As the Karimojong try to come to terms with social changes, from warrior-nomadic to kind of a more settled lifestyle, they also have to concurrently cope with the effects of climatic changes. Most of Karamoja receives below 800mm of rain per year, but this, little as it is, has also become irregular and unpredictable over the years.

Bishop Damiano speaks to guests at the church

Moroto Diocese Bishop Damiano Guzzetti (l) and Karitas’s Thomas Loquang (2nd left) speak to IWMI researchers Dr. Liza Debevec (m) and Dr. Alan Nicol in March 2017 at the church. Looking on are other guests from the region.

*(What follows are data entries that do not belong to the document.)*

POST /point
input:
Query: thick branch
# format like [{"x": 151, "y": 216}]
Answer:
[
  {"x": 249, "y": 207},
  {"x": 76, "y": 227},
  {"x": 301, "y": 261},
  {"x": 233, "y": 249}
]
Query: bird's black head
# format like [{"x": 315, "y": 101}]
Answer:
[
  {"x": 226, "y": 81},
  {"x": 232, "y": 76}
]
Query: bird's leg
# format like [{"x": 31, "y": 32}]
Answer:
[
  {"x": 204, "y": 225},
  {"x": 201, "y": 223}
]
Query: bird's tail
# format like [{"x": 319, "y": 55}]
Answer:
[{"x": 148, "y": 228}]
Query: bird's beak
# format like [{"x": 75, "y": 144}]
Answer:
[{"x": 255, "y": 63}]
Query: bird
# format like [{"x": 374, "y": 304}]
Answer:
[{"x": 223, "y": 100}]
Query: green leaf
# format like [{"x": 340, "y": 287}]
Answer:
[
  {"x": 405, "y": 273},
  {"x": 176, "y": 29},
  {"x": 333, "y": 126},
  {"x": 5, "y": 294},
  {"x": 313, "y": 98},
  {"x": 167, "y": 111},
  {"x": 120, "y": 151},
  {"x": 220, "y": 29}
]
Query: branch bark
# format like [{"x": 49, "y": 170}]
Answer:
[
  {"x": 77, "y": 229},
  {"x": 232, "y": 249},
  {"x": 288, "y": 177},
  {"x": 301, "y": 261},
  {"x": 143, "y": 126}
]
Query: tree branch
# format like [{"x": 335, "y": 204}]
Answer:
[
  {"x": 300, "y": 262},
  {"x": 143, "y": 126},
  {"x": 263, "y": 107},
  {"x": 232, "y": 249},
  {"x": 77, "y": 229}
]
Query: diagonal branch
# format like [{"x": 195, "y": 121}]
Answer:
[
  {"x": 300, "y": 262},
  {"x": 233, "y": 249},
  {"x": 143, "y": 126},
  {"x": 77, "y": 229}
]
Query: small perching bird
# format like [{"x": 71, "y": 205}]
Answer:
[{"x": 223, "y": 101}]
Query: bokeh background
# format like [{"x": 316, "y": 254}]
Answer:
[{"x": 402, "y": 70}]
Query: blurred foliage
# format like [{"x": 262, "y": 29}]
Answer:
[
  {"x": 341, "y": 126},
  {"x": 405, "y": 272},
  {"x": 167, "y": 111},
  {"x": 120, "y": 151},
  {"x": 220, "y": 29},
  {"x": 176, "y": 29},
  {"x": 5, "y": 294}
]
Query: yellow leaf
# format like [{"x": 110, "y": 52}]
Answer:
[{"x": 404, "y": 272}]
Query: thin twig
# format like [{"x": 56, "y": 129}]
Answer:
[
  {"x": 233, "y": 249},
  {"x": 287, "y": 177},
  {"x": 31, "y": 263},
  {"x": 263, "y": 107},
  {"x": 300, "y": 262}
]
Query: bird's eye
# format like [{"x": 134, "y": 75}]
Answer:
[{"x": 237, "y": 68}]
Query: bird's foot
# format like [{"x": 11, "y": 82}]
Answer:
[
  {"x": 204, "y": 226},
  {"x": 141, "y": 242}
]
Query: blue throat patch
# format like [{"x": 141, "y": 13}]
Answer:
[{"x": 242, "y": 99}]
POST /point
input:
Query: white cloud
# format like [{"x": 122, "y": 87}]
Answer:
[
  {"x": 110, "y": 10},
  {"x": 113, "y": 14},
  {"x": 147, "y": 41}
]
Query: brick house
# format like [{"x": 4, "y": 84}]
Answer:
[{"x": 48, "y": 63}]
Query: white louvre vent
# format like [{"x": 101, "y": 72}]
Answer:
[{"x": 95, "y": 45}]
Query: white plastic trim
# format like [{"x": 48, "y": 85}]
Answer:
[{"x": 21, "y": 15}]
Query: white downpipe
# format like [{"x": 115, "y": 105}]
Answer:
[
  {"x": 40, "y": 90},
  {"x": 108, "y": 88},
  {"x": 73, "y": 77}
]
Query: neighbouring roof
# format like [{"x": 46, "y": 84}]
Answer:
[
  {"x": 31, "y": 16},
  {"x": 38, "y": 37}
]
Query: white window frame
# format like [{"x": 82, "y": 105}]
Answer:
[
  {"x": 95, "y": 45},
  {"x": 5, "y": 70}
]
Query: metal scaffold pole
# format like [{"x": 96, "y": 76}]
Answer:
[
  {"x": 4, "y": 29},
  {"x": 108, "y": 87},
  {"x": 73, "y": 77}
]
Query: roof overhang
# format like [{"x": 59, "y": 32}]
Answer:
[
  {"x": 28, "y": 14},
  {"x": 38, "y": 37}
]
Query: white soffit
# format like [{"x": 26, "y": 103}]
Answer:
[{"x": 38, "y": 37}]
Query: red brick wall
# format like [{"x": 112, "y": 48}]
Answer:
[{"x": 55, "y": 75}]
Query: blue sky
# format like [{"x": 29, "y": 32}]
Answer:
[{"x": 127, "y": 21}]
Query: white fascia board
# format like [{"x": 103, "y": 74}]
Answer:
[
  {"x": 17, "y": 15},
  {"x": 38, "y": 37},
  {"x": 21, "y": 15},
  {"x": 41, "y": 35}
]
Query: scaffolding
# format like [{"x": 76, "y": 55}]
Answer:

“It is four years we don’t have regular rains. People get discouraged from farming,” says Bishop Damiano Guzzetti, the Bishop of Moroto Diocese. The diocese covers the districts of Moroto, Napak, Nakapiripiriti and Amudat.

“For the last two years we have had a challenge with some farmers getting zero harvest. The drought has become worse,” adds Thomas Loquang, Executive Director Karitus Moroto. Karitas is the development arm of the Catholic Church.

Outside the Manyata, a well knitted homestead for the Karimojong, the kids will grin at the sight of a camera pointed at them. But it is midday and in the kitchen there is no sign of fire – so inside the manyata the mood is somber. Even the meanest or most ethical journalist would part with a few shillings for the interviewees’ family to have the next meal.

“We are starving so much because there is no rain. Even charcoal burning is not helping us. It is instead making us more tired and hungrier. When you take it to Moroto town they can give you Shs. 4000 for your sack, yet a can of flour costs Shs 6,000,” says Regina Nakiru, Chairperson Simon Village, Acerer Sub County.

“My mum tries to plant some sorghum every year. Previously the yields were good but today the seeds may even not come out of the soil. She planted three acres last year and got less than ten sacks – you can imagine after using a tractor, paying for labour…” Napeyok says.

Bishop Guzzetti first came to Karamoja in 1986. And from 1995 he has been working here. Now that there is peace, he says, “This is the right time to introduce the right things. Give people direction.” But on the ground, Guzzetti is not contented with what he sees.

“The efforts put on Karamoja have been endless. Resources have been poured here but with very little results. May be the methodology has to change,” he adds. To that, Napeyok has an idea – one that the elite planners could probably be ignoring, the real fabric of a Karimojong’s culture and economics, livestock.

“Government is trying to put a lot of money into farming; buying seeds, but you forget that this is a semi arid area. Animals have proved that they work better here,” she says. “It is the only thing that could support us but it has been ignored. I have been to Turkana. When animals have water they can eat anything dry and survive. We have a lot of rain but for a short time. We should harvest it and it takes us through the year.”

“It is difficult to keep kids in school when they are still nomadic. This lifestyle is forced because of lack of water. When there is water you keep the animals near but when you don’t have water you have to drive the animals to where there is water,” Napeyok adds.

There are only two big dams in Karamoja which can guarantee water for animals during dry spells, Kakicumet in Napak district and Kobebe in Moroto, but Karamoja has seven districts. The government has recently dug more dams and valley tanks, but these have been criticised as being small and drying up easily.

Until a viable solution is found for Karamoja’s social-economic challenges, the population will continue to migrate, or desperately survive on nature, cutting down trees for commercial charcoal and firewood production, thus making an already arid environment worse.